1.06.2012

Why I Enjoy Being a Boy

Albright and some Korean guy

Jessica came home tonight from a conference where she heard some old hen named Madeline Albright speak.Well, she came away from this experience fully-charged with female motivation and the idea that woman have to work harder for what they get out of life than men do. Yes, they do- I'm not going to argue about that. It did get me thinking though; specifically about how much it rules the world to be a man. Aside from the making more money, and having a bigger penis than most women, these are the things that I most enjoy about being a boy...
  

DISCLAIMER: I don't think boys are better than girls, I just think it's the right fit for me. If you're offended by any of what I've written, then you don't know me and/or are on a sex-change waiting list.


Pro Sports- Theoretically, women competing against women should be equally as entertaining as male sports. Two opposing sides will compete, and one will win. However, the three people present at a WNBA game can tell you that this simply isn't the case. Not that I'm not a fan of girl-on-girl, but people still want to see the fastest, strongest and most aggressive athletes, and those are men. Though I am obviously not one, I was very happy fantasizing about growing up to become a professional athlete. I would have to imagine it is different for a girl whose parents can't get her to, "put down that damn ball and brush your hair!"

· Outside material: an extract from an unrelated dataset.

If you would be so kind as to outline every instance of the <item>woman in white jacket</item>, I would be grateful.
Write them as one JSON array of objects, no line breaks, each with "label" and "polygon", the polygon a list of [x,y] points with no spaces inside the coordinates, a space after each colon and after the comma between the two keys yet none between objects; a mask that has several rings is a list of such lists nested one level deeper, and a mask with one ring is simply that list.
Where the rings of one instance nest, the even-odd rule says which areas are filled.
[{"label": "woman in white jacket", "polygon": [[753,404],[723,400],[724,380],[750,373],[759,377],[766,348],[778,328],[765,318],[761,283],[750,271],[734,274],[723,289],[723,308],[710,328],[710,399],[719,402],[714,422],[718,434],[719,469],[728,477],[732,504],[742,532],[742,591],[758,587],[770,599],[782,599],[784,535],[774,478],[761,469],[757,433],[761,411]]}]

Peeing Standing Up- Cliche'? Yes. Whatever the case, I love it. Girls can be standing up too, but it doesn't look pretty. Men, having a built-in hose, can enjoy using it to soak all manner of things with their urine, well into adulthood. Things I have peed on/in include, but are certainly not limited to: Homes, sinks, campfires, signs, vegetation, streets, dumpsters, pools (not limited to boys, but boy have I) bottles, cans, water balloons, and my pants. I hope to one day pee on a friend that is stung by a jellyfish. Or, a jellyfish.

Being Strong- I'm a fuckin' man, alright? I open pickle jars, kill spiders, carry heavy shit, fight off critters & all kinds of ne'er-do-wells. I like it. Can a woman kill a spider? Maybe. Can a woman open a pickle jar? I doubt it. Some women are stronger than men, true. But this entire blog is based on grand generalizations. Some "women" have penises too.

No Complicated Clothes- It is so easy to dress oneself when you're a man, that it surprises me when I can't do it. Women's clothing is even more complicated. I sometimes find mulling over the prospect of buying a new sweater to be exhausting. I can't even imagine having to shop as a woman. Women have all of the same kinds of clothing that men do- pants, jeans, tees; even suits- and then some. They've also got all kinds of crazy shit that doesn't easily fall into the category of top, bottom, socks and underwear (the man's checklist before leaving the house). Ask a man what a shrug is and he will likely say an awesome trap workout; ask a woman and she may suggest it is some kind of garment. What the hell is a camisole? A midi? And don't even get me started on shoes. (oh my God)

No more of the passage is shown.